Microsoft launches Phi-3.5 series: new open, high-performance AI models | Generative ai Benefits for Business Examples | | Generative ai use Cases in Sales | Turtles AI
Microsoft has unveiled three new models in the Phi-3.5 series, with a focus on linguistic and multimodal AI. These models, released under an MIT license, offer advanced reasoning and visual processing capabilities, touting themselves as flexible and scalable tools for developers and businesses. Let’s look at the technical features and training of each.
Key points:
1. Three new AI models: Phi-3.5 Mini Instruct, MoE and Vision Instruct.
2. MIT License: Open and modifiable use, ideal for developers.
3. Intensive training: Use of high-performance GPUs.
4. High performance: Competitive in benchmarks against models from other industry leaders.
Microsoft recently announced the expansion of its offerings in the AI field with the launch of three new models in the Phi-3.5 series, called Phi-3.5 Mini Instruct, Phi-3.5 MoE and Phi-3.5 Vision Instruct. These models are designed to meet different needs in the fields of language reasoning and multimodal processing, offering developers versatile tools to create advanced applications. The uniqueness of this new offering lies not only in its performance, but also in Microsoft’s choice to release the models under an open source MIT license, which allows a wide scope for use and customization, with no constraints for commercial use.
The “Phi-3.5 Mini Instruct” model has been optimized to operate in environments with limited computational resources, while maintaining a robust ability to reason and perform complex tasks such as code generation or logical-mathematical problem solving. This model was trained on 3.4 trillion tokens using 512 H100-80G GPUs in a 10-day process.
The “Phi-3.5 MoE” (Mixture of Experts) model is a first in Microsoft’s lineup, leveraging an architecture that activates only a portion of the overall parameters for specific tasks, making it particularly efficient in tasks requiring complex reasoning.
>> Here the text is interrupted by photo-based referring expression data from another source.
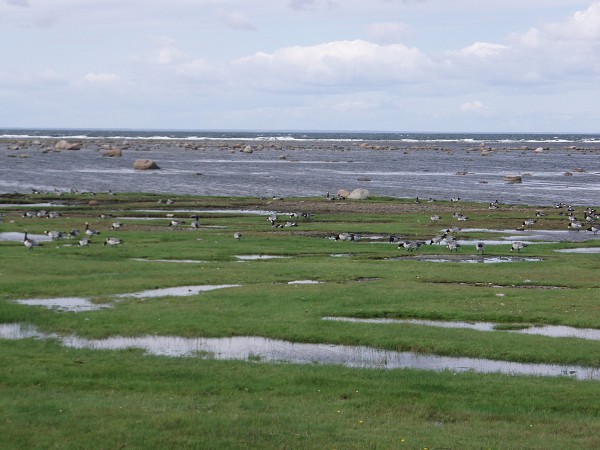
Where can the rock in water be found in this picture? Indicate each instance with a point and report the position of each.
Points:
(359, 194)
(145, 164)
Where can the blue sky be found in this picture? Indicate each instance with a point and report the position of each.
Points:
(379, 65)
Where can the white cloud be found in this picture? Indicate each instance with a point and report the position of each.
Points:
(93, 77)
(339, 63)
(483, 50)
(473, 106)
(388, 32)
(236, 21)
(23, 3)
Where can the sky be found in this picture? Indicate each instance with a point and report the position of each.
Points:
(321, 65)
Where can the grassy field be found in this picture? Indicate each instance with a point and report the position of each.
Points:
(62, 397)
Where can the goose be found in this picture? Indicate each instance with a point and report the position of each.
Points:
(438, 239)
(480, 246)
(83, 242)
(453, 246)
(517, 246)
(29, 243)
(176, 223)
(410, 246)
(113, 241)
(54, 235)
(90, 232)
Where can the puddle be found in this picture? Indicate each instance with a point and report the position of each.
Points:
(304, 282)
(256, 257)
(73, 304)
(11, 236)
(466, 259)
(180, 291)
(556, 331)
(270, 350)
(182, 261)
(211, 211)
(31, 205)
(79, 304)
(538, 235)
(579, 250)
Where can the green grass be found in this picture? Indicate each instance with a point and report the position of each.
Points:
(57, 397)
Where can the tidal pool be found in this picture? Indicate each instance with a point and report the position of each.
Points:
(257, 257)
(557, 331)
(259, 349)
(181, 261)
(579, 250)
(11, 236)
(179, 291)
(79, 304)
(470, 259)
(73, 304)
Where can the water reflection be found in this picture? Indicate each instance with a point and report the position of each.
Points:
(542, 330)
(250, 348)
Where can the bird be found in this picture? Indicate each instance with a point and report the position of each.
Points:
(517, 246)
(83, 242)
(410, 246)
(438, 239)
(89, 231)
(54, 235)
(176, 223)
(453, 246)
(113, 241)
(29, 243)
(480, 246)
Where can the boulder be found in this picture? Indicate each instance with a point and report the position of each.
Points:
(513, 178)
(66, 145)
(113, 153)
(145, 164)
(343, 193)
(359, 194)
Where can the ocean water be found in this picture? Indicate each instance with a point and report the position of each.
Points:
(403, 165)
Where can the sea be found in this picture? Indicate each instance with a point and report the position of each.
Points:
(553, 168)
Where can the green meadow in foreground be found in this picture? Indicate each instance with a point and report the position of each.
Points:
(55, 396)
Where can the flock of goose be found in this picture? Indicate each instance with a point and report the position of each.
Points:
(447, 238)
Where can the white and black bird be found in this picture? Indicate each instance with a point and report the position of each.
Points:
(113, 242)
(410, 246)
(176, 223)
(84, 241)
(29, 243)
(90, 232)
(453, 246)
(518, 246)
(480, 247)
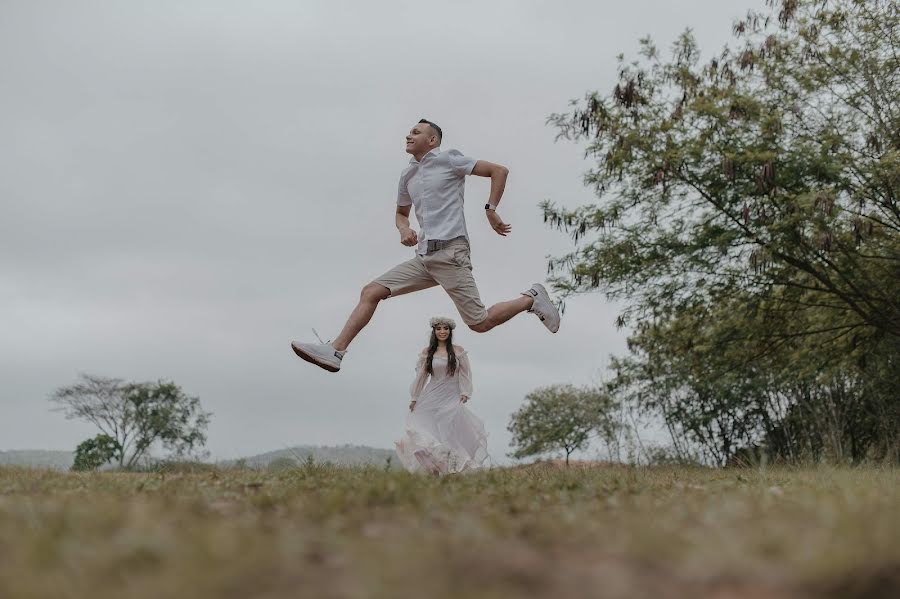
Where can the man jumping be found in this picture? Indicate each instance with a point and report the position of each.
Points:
(434, 183)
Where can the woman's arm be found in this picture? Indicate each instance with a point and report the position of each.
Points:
(465, 376)
(415, 389)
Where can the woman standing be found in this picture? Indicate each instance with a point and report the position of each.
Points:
(442, 436)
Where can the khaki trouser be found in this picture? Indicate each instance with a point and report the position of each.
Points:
(449, 267)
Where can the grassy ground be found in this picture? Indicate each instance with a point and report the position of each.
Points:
(318, 531)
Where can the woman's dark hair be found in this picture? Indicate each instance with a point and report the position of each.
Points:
(451, 355)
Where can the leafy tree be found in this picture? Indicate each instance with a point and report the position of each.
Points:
(560, 418)
(95, 452)
(748, 218)
(775, 165)
(136, 415)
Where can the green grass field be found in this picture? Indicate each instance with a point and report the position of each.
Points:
(539, 531)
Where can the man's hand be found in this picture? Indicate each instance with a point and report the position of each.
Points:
(497, 223)
(408, 237)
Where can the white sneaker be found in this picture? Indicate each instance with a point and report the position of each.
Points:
(322, 355)
(543, 307)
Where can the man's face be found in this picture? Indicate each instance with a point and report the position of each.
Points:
(421, 139)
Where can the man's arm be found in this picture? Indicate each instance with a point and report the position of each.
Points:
(408, 237)
(498, 174)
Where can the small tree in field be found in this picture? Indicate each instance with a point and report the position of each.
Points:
(133, 416)
(95, 452)
(560, 418)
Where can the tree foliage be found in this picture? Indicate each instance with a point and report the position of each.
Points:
(748, 217)
(95, 452)
(135, 416)
(560, 418)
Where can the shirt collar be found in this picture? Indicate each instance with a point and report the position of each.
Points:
(434, 151)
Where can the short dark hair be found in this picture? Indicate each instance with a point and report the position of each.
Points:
(434, 127)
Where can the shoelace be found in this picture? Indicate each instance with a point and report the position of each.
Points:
(339, 354)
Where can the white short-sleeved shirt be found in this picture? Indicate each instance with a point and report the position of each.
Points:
(435, 188)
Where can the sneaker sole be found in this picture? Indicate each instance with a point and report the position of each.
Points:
(549, 301)
(311, 359)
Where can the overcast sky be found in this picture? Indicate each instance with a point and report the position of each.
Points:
(187, 186)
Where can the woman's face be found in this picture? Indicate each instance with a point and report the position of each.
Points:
(441, 331)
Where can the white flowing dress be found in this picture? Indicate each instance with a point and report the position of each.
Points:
(442, 435)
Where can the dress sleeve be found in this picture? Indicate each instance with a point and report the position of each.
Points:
(465, 375)
(421, 378)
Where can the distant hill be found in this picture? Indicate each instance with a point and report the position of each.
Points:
(343, 455)
(37, 458)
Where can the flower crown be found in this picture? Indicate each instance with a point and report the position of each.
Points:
(436, 320)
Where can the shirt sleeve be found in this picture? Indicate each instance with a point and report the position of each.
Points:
(403, 197)
(460, 163)
(465, 374)
(415, 390)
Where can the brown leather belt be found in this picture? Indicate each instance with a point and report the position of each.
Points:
(434, 245)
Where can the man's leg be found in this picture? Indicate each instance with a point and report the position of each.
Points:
(362, 314)
(452, 268)
(501, 312)
(403, 278)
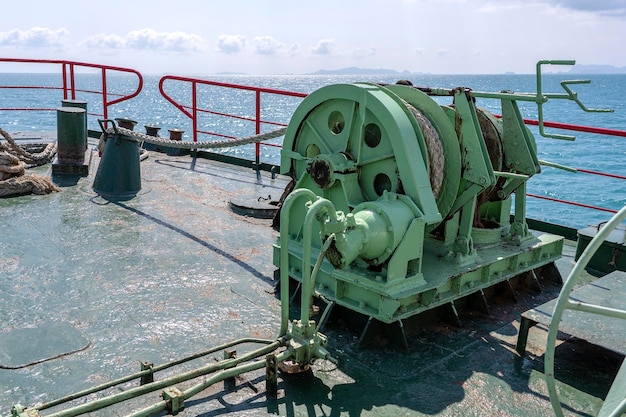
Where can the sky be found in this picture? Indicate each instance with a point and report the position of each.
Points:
(204, 37)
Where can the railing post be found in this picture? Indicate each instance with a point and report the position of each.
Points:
(257, 147)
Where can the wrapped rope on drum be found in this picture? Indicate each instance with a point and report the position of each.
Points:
(13, 162)
(434, 149)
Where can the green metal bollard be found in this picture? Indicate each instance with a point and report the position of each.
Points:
(118, 177)
(71, 135)
(81, 105)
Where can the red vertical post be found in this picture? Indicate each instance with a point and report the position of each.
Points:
(72, 82)
(64, 74)
(257, 123)
(105, 102)
(194, 106)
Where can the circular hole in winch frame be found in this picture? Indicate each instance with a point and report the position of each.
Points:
(312, 150)
(382, 183)
(336, 122)
(372, 135)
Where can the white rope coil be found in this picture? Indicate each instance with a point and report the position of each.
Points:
(157, 140)
(15, 158)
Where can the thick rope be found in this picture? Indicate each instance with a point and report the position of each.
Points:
(13, 162)
(157, 140)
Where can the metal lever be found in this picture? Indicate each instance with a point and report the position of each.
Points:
(571, 95)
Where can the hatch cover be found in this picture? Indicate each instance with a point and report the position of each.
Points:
(24, 347)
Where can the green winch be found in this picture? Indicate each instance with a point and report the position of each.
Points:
(411, 204)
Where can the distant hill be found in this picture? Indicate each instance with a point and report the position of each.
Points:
(597, 69)
(361, 71)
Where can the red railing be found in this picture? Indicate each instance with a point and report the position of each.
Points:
(193, 110)
(69, 85)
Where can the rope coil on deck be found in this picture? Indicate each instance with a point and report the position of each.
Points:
(14, 159)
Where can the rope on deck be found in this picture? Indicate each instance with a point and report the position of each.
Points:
(157, 140)
(14, 160)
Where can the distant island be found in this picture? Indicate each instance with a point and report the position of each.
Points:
(362, 71)
(596, 69)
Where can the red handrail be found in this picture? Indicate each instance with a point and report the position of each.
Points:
(69, 87)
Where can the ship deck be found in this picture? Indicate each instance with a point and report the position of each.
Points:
(98, 286)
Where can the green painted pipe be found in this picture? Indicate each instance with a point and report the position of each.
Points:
(157, 385)
(311, 217)
(147, 372)
(284, 253)
(190, 392)
(564, 303)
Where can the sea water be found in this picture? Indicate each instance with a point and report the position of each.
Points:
(589, 151)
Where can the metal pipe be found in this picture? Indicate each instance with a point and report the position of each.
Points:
(284, 253)
(157, 385)
(190, 392)
(307, 238)
(563, 303)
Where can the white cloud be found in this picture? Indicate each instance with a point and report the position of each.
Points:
(231, 44)
(363, 52)
(324, 47)
(34, 37)
(266, 45)
(145, 39)
(168, 41)
(104, 40)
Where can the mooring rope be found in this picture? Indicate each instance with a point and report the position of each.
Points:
(15, 158)
(157, 140)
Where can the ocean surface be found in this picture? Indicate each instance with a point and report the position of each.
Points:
(589, 151)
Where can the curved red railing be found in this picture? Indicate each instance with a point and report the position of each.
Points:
(192, 110)
(69, 85)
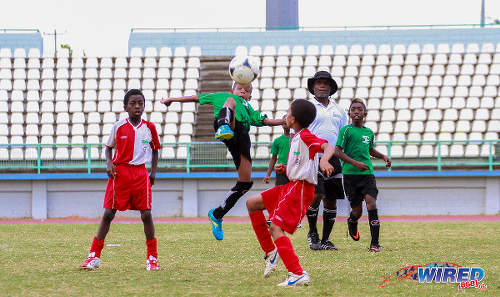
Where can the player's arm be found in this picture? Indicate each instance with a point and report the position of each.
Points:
(377, 154)
(154, 165)
(339, 153)
(110, 167)
(183, 99)
(273, 122)
(272, 162)
(324, 163)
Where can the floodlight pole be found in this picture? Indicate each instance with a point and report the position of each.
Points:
(55, 40)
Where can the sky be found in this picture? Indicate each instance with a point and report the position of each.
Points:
(102, 27)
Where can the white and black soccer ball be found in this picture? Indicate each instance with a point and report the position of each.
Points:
(244, 69)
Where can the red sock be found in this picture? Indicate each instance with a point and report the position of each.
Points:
(152, 251)
(96, 247)
(261, 230)
(290, 259)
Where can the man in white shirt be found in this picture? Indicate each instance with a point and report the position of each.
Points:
(330, 118)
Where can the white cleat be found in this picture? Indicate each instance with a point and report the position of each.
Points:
(271, 260)
(92, 262)
(152, 264)
(296, 280)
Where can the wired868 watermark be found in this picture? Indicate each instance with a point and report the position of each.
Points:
(440, 272)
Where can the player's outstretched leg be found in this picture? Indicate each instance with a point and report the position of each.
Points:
(216, 225)
(215, 215)
(312, 235)
(352, 226)
(371, 206)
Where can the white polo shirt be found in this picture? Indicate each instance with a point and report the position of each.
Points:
(328, 122)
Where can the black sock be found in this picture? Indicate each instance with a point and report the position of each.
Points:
(231, 198)
(312, 218)
(329, 216)
(374, 225)
(352, 218)
(225, 116)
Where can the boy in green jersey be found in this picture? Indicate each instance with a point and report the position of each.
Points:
(354, 148)
(233, 118)
(279, 153)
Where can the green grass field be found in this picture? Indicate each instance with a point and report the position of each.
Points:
(43, 260)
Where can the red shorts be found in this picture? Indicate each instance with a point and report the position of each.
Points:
(287, 204)
(130, 189)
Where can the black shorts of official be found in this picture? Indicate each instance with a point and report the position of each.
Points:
(356, 186)
(331, 187)
(239, 144)
(281, 179)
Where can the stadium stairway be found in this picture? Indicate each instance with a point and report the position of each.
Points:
(214, 77)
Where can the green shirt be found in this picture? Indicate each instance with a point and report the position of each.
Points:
(243, 113)
(281, 146)
(356, 143)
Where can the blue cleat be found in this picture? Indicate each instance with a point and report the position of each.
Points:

Trained on 4.9 trillion tokens with massive use of H100-80G GPUs, the training process took 23 days.
Finally, the “Phi-3.5 Vision Instruct” model is distinguished by its multimodal capability, being able to process and understand images, text and video. This model was trained with 500 billion tokens using GPU A100-80G, completing the training in 6 days. It is particularly suitable for applications in optical character recognition (OCR), graph and table analysis, and video synthesis.
All models are available for download on Hugging Face, with the ability for developers to customize and integrate them into their own solutions. The open source approach chosen by Microsoft underscores its intention to promote innovation and research in the field of AI by offering advanced models that compete with those of major players in the field, such as Google and Meta.
The Phi-3.5 series aims to be a valuable resource for those seeking advanced and flexible AI solutions, in an open licensing context that facilitates their adoption and integration into a wide range of applications.